Open a file, returning an object of the file type described in
section File Objects. If the file cannot be opened,
IOError is raised. When opening a file, it’s preferable to use
open() instead of invoking the file constructor directly.
The first two arguments are the same as for stdio’s fopen():
name is the file name to be opened, and mode is a string indicating how
the file is to be opened.
The most commonly-used values of mode are 'r' for reading, 'w' for
writing (truncating the file if it already exists), and 'a' for appending
(which on some Unix systems means that all writes append to the end of the
file regardless of the current seek position). If mode is omitted, it
defaults to 'r'. The default is to use text mode, which may convert
'\n' characters to a platform-specific representation on writing and back
on reading. Thus, when opening a binary file, you should append 'b' to
the mode value to open the file in binary mode, which will improve
portability. (Appending 'b' is useful even on systems that don’t treat
binary and text files differently, where it serves as documentation.) See below
for more possible values of mode.
The optional buffering argument specifies the file’s desired buffer size: 0
means unbuffered, 1 means line buffered, any other positive value means use a
buffer of (approximately) that size (in bytes). A negative buffering means
to use the system default, which is usually line buffered for tty devices and
fully buffered for other files. If omitted, the system default is used.
Modes 'r+', 'w+' and 'a+' open the file for updating (reading and writing);
note that 'w+' truncates the file. Append 'b' to the mode to open the file in
binary mode, on systems that differentiate between binary and text files; on
systems that don’t have this distinction, adding the 'b' has no effect.
In addition to the standard fopen() values mode may be 'U' or
'rU'. Python is usually built with universal newlines support;
supplying 'U' opens the file as a text file, but lines may be terminated
by any of the following: the Unix end-of-line convention '\n', the
Macintosh convention '\r', or the Windows convention '\r\n'. All of
these external representations are seen as '\n' by the Python program.
If Python is built without universal newlines support a mode with 'U'
is the same as normal text mode.

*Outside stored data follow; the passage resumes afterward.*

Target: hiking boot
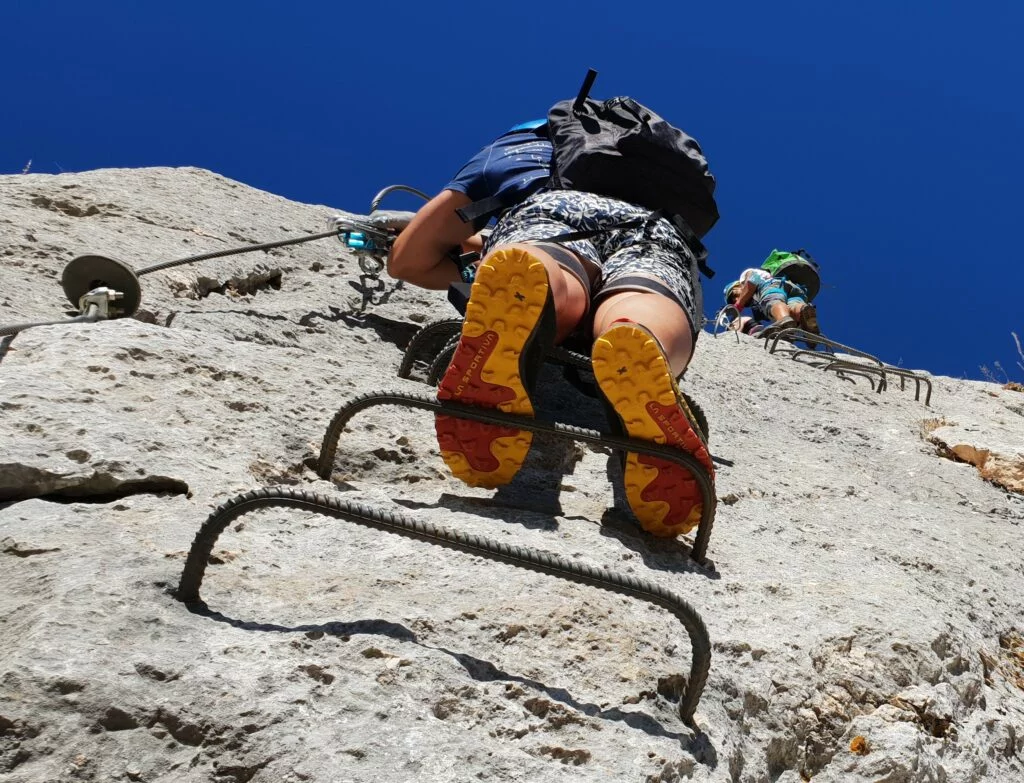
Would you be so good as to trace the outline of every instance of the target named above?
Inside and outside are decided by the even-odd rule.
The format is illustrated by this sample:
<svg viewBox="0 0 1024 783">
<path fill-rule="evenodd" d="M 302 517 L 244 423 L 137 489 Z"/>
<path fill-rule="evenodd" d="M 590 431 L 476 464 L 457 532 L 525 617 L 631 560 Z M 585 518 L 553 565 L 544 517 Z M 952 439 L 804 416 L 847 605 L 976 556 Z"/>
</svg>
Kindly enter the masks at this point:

Note that file objects so opened also have
an attribute called newlines which has a value of None (if no
newlines have yet been seen), '\n', '\r', '\r\n', or a tuple
containing all the newline types seen.
Python enforces that the mode, after stripping 'U', begins with 'r',
'w' or 'a'.
Python provides many file handling modules including
fileinput, os, os.path, tempfile, and
shutil.
Changed in version 2.5: Restriction on first letter of mode string introduced.